Otra vez a la calle y ya no a la terminal, donde al menos son muchos los que pernoctan. Probó a dormir en los parques, el malecón, los soportales. Con tamaña obstinación cumplió otro ciclo de una semana, como si fuera un rito necesario. Esta vez sin mucho dinero y me cuenta que en ocasiones lanzaba un peso al aire para jugarse la suerte entre un refresco y la posibilidad de llamar a su madre para contarle todo.

Ya no por suerte, sino por eso de aguantar un poco más, siempre se tomó el refresco. Durante el día caminaba sin descanso por los vericuetos de La Habana Vieja, en busca de algún ruido que hablara de ensayos, importunaba a quien veía con porte de músico, y luego volvía a los parques, al malecón. Cuando caía la noche nada más procuraba quedarse en la luz, de espaldas a los pajeros y los pervertidos que la acechaban, dice, como chacales. Una noche, en el malecón, vio pasar un grupo de charros y los siguió hasta que comenzaron a cantarles a los turistas que disfrutaban la brisa frente a su hotel.

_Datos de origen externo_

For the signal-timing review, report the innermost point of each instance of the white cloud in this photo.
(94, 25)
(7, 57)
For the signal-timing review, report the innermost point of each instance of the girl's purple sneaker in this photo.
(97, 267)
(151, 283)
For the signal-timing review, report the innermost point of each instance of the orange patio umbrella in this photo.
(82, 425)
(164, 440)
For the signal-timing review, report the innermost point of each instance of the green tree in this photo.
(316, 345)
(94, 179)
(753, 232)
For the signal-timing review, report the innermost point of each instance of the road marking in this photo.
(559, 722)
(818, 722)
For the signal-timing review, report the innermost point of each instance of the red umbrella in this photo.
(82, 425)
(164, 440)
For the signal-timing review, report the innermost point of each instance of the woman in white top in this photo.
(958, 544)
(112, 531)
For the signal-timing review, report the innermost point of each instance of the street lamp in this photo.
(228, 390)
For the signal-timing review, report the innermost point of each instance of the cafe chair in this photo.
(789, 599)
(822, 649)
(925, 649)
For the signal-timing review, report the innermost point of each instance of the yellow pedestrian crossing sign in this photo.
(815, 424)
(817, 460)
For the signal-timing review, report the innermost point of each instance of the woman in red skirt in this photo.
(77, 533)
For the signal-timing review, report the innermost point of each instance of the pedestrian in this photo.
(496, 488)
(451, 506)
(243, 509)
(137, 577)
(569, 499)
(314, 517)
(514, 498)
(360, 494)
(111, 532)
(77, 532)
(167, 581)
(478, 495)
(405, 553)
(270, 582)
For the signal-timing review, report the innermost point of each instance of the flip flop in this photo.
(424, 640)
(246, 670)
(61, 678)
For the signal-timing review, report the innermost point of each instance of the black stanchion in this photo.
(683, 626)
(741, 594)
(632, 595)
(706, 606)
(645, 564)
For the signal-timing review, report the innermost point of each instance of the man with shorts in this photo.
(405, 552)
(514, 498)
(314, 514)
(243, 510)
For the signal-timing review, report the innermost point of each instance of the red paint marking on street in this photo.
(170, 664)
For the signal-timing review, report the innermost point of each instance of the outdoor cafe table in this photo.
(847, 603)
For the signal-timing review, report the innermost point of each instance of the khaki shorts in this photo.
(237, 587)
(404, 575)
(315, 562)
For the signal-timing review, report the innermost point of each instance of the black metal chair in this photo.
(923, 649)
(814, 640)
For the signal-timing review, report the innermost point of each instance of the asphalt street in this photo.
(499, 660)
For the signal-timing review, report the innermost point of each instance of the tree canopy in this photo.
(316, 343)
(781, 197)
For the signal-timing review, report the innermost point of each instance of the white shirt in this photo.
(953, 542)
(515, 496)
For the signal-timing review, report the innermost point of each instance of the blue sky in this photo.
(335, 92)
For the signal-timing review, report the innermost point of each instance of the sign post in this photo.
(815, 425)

Como quien no quiere las cosas, dice, esperó el momento oportuno la canción exacta, pues el mariachi no era su género- y a duras penas, débil, intrusa, con lo que sabía del estribillo, cantó hasta donde le permitió su garganta aquello de volver, volver, volver, a tus brazos otra vez.

En ese momento recomenzó su carrera artística y se convirtió en una cantante callejera en La Habana. Esa misma noche se fue a vivir con uno de los charros, que era casado y no quiso nunca nada con ella ni hizo otra cosa que ayudarla. Él y su esposa, como un Jean Valjean, digo yo. Vivió un año y medio en aquella casa y salía casi todas las noches a cantarles volver, volver, a los turistas, hasta que logró colocarse en un primer grupo y entonces alquiló un cuarto.

Cuando me enteré de su historia ya tenía casa propia y estaba a punto de irse de gira por Kazajstán, donde dos años antes, había cantado durante un mes para mantener, ella sola, al grupo musical que no se aceptó en el cabaret. demasiado ruido, me dijo. Antes de comenzar el cuento de su vida.